I can reproduce the issue easily, if you need more details.


Re: BUG #17406: Segmentation fault on GiST index after 14.2 upgrade

От
Tomas Vondra
Дата:

On 2/15/22 18:32, PG Bug reporting form wrote:
> The following bug has been logged on the website:
> 
> Bug reference:      17406
> Logged by:          Victor Yegorov
> Email address:      vyegorov@gmail.com
> PostgreSQL version: 14.2
> Operating system:   Ubuntu 18.04.6 LTS (bionic)
> Description:
> 
> KVM guest, on Intel(R) Xeon(R) CPU E5-2697 v2.
> 
> PostgreSQL 12.9 had been upgraded to 14.2 using
> 
> pg_upgradecluster -k  -m link 12 main /mnt/postgres/14/
> 
> After that, one of the queries is crashing with Segmentation Fault.
> However, after REINDEX problem will be fixed. I thought I should report
> still.
> 

Hmm. So I guess there are three options:

1) The index was already broken on 12.9, but for some reason (choice of 
a different plan, ...) it was not causing any issues.

2) The index got broken during/after the upgrade, for some reason.

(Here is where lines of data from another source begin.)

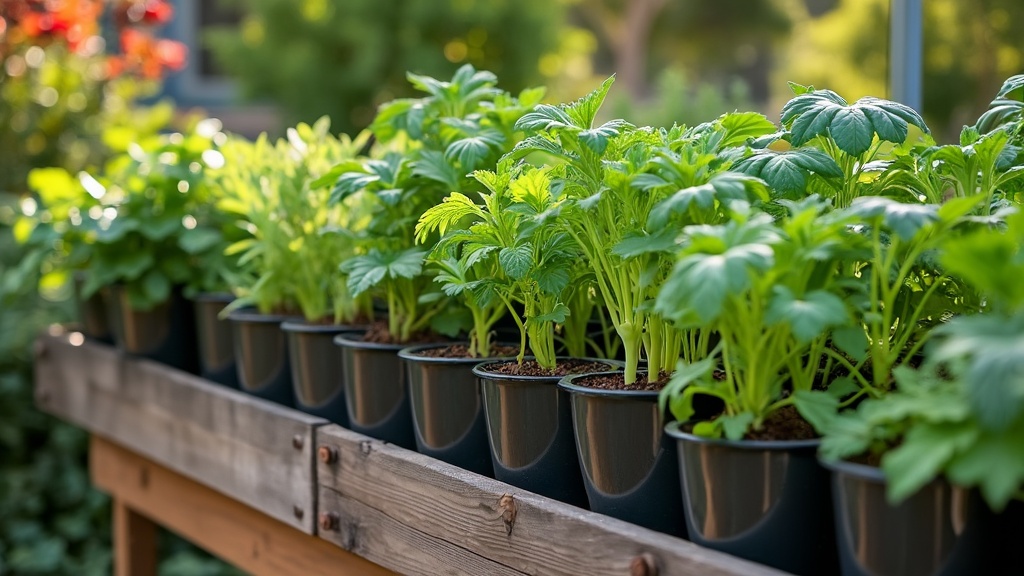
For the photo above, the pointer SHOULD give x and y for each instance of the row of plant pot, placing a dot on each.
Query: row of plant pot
(773, 502)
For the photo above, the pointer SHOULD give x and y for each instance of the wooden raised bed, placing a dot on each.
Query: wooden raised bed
(203, 460)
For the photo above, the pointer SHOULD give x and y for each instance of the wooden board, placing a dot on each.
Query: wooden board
(250, 540)
(389, 501)
(254, 451)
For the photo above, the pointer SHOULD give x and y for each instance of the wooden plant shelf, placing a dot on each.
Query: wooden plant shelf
(326, 487)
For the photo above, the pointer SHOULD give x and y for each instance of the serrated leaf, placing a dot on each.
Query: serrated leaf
(516, 261)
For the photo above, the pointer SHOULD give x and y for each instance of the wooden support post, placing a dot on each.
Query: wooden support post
(134, 542)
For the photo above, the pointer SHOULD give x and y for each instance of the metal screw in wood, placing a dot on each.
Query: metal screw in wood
(328, 454)
(328, 521)
(644, 565)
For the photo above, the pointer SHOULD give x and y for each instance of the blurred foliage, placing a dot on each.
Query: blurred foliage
(343, 58)
(970, 47)
(678, 98)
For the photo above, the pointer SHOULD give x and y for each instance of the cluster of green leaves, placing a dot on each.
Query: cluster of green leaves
(961, 415)
(435, 142)
(144, 221)
(289, 261)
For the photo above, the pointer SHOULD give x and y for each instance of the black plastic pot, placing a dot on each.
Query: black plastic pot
(941, 530)
(216, 346)
(316, 369)
(92, 315)
(765, 501)
(448, 411)
(630, 465)
(261, 356)
(529, 430)
(164, 333)
(376, 393)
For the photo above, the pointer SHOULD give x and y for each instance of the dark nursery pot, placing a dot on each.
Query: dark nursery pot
(92, 313)
(529, 430)
(216, 346)
(164, 333)
(261, 356)
(448, 411)
(316, 369)
(375, 388)
(765, 501)
(941, 530)
(630, 465)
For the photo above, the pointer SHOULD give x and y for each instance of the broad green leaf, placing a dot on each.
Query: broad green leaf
(788, 171)
(809, 317)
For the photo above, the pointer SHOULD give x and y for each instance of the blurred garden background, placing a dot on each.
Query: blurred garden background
(81, 80)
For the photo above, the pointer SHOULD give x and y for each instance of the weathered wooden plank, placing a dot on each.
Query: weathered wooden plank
(253, 541)
(387, 541)
(251, 450)
(134, 542)
(463, 509)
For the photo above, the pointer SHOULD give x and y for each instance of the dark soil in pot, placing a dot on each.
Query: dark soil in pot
(529, 426)
(261, 356)
(316, 369)
(165, 333)
(767, 501)
(630, 465)
(375, 386)
(941, 530)
(216, 342)
(448, 411)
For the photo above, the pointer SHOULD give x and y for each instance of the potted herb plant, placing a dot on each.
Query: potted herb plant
(518, 259)
(771, 291)
(150, 242)
(434, 142)
(929, 477)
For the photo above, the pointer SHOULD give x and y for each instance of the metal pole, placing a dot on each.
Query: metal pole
(905, 43)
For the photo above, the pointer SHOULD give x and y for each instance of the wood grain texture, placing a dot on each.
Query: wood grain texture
(249, 449)
(461, 508)
(249, 539)
(134, 542)
(387, 541)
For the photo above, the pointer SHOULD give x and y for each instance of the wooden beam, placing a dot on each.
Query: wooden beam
(252, 450)
(134, 542)
(247, 538)
(410, 501)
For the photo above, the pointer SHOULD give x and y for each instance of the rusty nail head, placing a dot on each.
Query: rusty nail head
(644, 565)
(329, 521)
(328, 454)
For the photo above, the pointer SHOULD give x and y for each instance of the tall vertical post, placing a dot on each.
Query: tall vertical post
(905, 45)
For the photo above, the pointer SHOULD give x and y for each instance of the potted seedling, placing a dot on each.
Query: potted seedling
(772, 293)
(148, 245)
(434, 142)
(267, 184)
(448, 411)
(930, 476)
(523, 262)
(621, 187)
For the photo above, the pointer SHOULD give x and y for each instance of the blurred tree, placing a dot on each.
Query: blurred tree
(711, 41)
(342, 58)
(971, 46)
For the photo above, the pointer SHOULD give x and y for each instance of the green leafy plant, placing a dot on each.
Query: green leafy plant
(298, 237)
(851, 136)
(515, 256)
(961, 415)
(771, 292)
(435, 142)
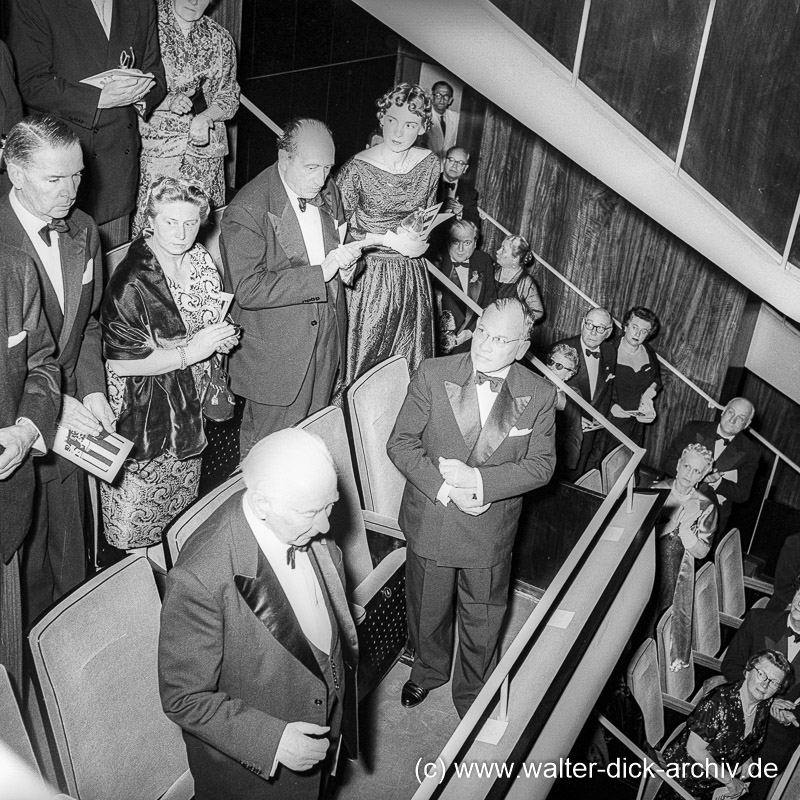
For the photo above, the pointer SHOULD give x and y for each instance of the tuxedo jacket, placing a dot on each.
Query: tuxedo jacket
(514, 451)
(76, 330)
(740, 454)
(278, 295)
(58, 43)
(234, 665)
(29, 384)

3) The index is fine, but there's a newly introduced bug in ltree (or 
gist in general).

Hard to say which it is.

How large is the table/index? Are you able to run the query with a 
custom build (without values optimized out)? Any chance you still have a 
backup from before the pg_upgrade, on which you might run the query?

> explain
> SELECT r.id, r.name, r.map_center_y, r.map_center_x,
>         COALESCE ((SELECT string_agg(id::TEXT, ',') FROM v3_region AS r2
> WHERE r2.id != r.id AND r2.ltree_path <@ r.ltree_path), '') AS children
>    FROM v3_region AS r;
>                                                   QUERY PLAN
> -------------------------------------------------------------------------------------------------------------
>   Seq Scan on v3_region r  (cost=0.00..3207.31 rows=349 width=580)
>     SubPlan 1
>       ->  Aggregate  (cost=8.17..8.18 rows=1 width=32)
>             ->  Index Scan using region_ltree_path_idx_gist on v3_region r2
> (cost=0.14..8.16 rows=1 width=4)
>                   Index Cond: (ltree_path <@ r.ltree_path)
>                   Filter: (id <> r.id)
> (6 rows)
> 
> Here is backtrace:
> #0  __memmove_sse2_unaligned_erms () at
> ../sysdeps/x86_64/multiarch/memmove-vec-unaligned-erms.S:435
> #1  0x00007f129244c266 in memcpy (__len=<optimized out>,
> __src=0x55bbbd430f4a, __dest=<optimized out>) at
> /usr/include/x86_64-linux-gnu/bits/string_fortified.h:34
> #2  copy_ltree (src=0x55bbbd430f4a) at
> ./build/../contrib/ltree/ltree_gist.c:446
> #3  0x00007f129244db51 in gist_ischild (siglen=28, query=0x55bbbd410cb8,
> key=0x55bbbd430f18) at ./build/../contrib/ltree/ltree_gist.c:454

Interesting. Too bad the memcpy() parameters are optimized out. But 
clearly src is not NULL, so perhas something is wrong with the dst pointer?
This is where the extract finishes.